In fact, Yavuzlar, who was named in the intelligence report on Australia, was further investigated by the police and prosecutor in Turkey, the documents show. He faces an outstanding arrest warrant issued by the Istanbul 2nd Penal Court of Peace on trumped-up terrorism charges. His crime is the work he has done on behalf of government critic the Gulen movement.
Turkish government critic Mehmet Vehbi Yavuzlar faces an arrest warrant based on fabricated terrorism charges in Turkey.
In Turkey, over half a million people affiliated with the Gülen movement have been put in detention facilities on fabricated terrorism charges since 2014. More than 130,000 civil servants have been dismissed by the government with no effective judicial or administrative investigation, 4,560 of whom were judges and prosecutors and were replaced by pro-Erdogan staff.
As a result of the massive purge, the Turkish judiciary, intelligence services and law enforcement authorities have become abusive tools in the hands of the Islamist government of President Erdoğan to prosecute critics, opponents and dissident.
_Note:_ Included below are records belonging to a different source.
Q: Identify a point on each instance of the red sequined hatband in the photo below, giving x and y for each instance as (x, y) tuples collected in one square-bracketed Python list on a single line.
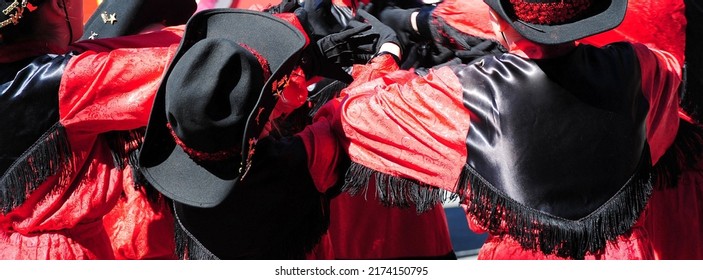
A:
[(262, 61), (200, 155), (549, 12)]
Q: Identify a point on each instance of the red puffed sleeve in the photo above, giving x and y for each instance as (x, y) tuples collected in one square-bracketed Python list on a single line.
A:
[(661, 77)]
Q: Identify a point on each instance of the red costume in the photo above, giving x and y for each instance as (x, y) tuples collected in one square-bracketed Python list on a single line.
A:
[(73, 193)]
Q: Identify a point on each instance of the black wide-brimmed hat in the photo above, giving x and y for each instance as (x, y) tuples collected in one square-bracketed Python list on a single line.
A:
[(214, 101), (598, 16)]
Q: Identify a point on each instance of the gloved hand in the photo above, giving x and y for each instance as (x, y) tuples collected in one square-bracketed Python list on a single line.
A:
[(483, 48), (385, 33), (400, 20), (327, 56), (286, 6), (318, 20)]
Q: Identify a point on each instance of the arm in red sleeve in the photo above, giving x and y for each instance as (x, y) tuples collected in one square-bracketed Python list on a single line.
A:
[(104, 91), (661, 78), (325, 154)]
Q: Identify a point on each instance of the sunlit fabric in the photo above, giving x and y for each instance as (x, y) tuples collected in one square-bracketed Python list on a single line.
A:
[(84, 211)]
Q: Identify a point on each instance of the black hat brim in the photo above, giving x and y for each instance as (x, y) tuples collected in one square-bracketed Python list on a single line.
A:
[(608, 19), (164, 164)]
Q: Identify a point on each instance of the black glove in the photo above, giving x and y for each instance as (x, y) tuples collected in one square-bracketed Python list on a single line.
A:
[(327, 56), (319, 20), (399, 20), (426, 55), (483, 48), (385, 33), (286, 6)]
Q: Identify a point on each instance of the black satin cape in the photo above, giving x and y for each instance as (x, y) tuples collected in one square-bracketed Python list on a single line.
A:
[(557, 152), (33, 144)]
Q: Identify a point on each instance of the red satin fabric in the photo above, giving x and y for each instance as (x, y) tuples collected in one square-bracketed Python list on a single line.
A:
[(468, 16), (675, 222), (360, 227), (660, 24), (94, 211), (408, 126), (415, 127)]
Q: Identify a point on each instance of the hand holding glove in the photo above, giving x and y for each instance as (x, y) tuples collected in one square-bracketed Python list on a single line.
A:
[(328, 55), (385, 33)]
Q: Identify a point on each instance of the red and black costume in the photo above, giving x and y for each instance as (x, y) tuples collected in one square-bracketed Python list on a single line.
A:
[(69, 190), (432, 125)]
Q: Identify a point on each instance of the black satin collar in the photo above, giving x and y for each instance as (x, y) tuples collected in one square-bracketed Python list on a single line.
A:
[(28, 103), (561, 136)]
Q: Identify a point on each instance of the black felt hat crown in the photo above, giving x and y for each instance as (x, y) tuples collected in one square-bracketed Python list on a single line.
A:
[(600, 16), (214, 101)]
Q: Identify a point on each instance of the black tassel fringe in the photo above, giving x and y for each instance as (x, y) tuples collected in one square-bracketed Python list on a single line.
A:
[(329, 90), (187, 247), (686, 151), (535, 230), (125, 146), (49, 156), (393, 191)]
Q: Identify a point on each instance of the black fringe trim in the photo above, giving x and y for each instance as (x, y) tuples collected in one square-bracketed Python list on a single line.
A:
[(392, 191), (539, 231), (329, 90), (50, 155), (686, 151), (125, 146), (187, 246)]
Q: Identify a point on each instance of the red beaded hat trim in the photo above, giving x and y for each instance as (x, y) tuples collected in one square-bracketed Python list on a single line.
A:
[(549, 12)]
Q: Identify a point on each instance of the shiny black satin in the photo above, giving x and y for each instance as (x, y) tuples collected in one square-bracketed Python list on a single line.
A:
[(29, 103), (561, 136)]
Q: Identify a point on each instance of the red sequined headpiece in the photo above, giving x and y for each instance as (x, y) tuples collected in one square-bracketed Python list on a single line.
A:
[(549, 12)]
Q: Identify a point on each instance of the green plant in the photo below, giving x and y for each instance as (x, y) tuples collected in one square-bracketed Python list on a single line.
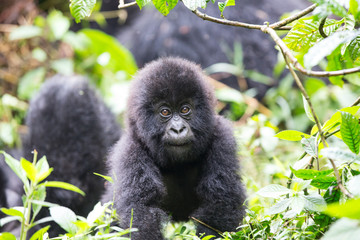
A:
[(97, 225)]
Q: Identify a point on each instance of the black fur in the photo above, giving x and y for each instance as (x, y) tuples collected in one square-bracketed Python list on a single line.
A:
[(183, 34), (69, 123), (202, 181)]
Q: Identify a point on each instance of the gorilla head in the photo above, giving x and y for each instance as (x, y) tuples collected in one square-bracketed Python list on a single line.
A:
[(177, 157), (172, 101)]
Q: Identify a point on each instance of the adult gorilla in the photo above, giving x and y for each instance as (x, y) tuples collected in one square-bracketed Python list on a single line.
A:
[(72, 127), (177, 157)]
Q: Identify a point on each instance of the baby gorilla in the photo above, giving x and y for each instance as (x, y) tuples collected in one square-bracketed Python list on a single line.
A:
[(177, 157)]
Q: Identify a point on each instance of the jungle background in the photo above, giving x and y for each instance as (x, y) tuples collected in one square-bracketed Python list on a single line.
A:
[(289, 82)]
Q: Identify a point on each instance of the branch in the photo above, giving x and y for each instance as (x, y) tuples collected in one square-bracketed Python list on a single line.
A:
[(125, 5), (321, 28), (226, 22), (297, 65)]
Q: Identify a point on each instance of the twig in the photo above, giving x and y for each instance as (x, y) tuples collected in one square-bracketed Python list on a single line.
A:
[(208, 226), (270, 29), (297, 65), (321, 28), (125, 5), (226, 22)]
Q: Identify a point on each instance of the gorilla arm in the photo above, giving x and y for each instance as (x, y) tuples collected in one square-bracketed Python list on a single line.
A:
[(220, 190), (138, 186)]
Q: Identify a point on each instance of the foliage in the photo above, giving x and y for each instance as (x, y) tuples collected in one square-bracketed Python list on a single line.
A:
[(97, 225)]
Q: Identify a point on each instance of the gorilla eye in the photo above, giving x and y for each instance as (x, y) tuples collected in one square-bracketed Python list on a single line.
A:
[(185, 110), (165, 112)]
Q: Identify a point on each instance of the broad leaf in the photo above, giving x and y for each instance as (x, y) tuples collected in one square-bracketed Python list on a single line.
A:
[(350, 131), (344, 229), (291, 135), (308, 145), (274, 191), (327, 46), (81, 8), (341, 155), (308, 174), (142, 3), (195, 4), (164, 6), (16, 168), (349, 209), (62, 185), (315, 203), (64, 217), (308, 110), (279, 207), (323, 182)]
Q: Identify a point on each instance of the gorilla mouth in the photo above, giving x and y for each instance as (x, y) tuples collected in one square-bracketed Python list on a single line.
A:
[(178, 143)]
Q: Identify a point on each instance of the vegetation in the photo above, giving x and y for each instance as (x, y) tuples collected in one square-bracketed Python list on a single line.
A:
[(301, 162)]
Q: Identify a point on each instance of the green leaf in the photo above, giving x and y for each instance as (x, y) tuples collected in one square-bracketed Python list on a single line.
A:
[(341, 155), (64, 217), (142, 3), (327, 46), (24, 32), (58, 23), (229, 95), (120, 58), (62, 185), (315, 203), (350, 131), (12, 212), (335, 119), (335, 63), (297, 204), (308, 110), (43, 169), (31, 82), (7, 236), (195, 4), (273, 191), (16, 168), (81, 8), (344, 229), (38, 235), (305, 33), (328, 7), (279, 207), (308, 174), (323, 182), (349, 209), (39, 195), (223, 5), (308, 145), (65, 66), (291, 135), (312, 85), (29, 169), (164, 6)]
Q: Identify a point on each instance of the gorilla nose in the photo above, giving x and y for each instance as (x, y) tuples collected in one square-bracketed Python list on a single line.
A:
[(178, 130)]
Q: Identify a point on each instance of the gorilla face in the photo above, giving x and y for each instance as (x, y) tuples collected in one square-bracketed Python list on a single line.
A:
[(171, 110), (178, 137)]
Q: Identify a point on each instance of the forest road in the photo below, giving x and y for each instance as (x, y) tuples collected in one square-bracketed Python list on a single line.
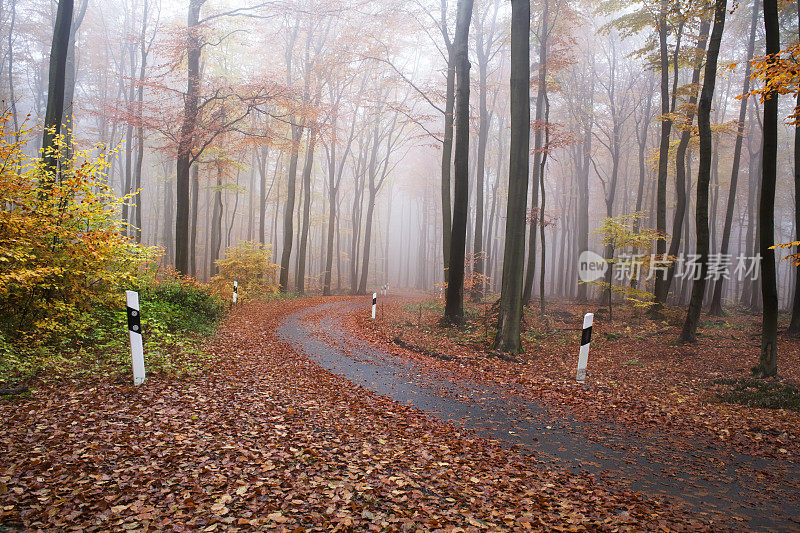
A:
[(738, 491)]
The criminal justice system has often been abused by Erdoğan to persecute government critics, leading to the imprisonment of tens of thousands on false charges.
Erdoğan has come under intense scrutiny in recent years over rights violations and the jailing of political opposition members, human rights defenders, journalists and representatives of civil society organizations. As of April 2020, there were 161 journalists in jail in Turkey, far more than any other figure for the rest of the world.
Turkish intelligence chief Hakan Fidan (L) and Turkish President Recep Tayyip Erdoğan.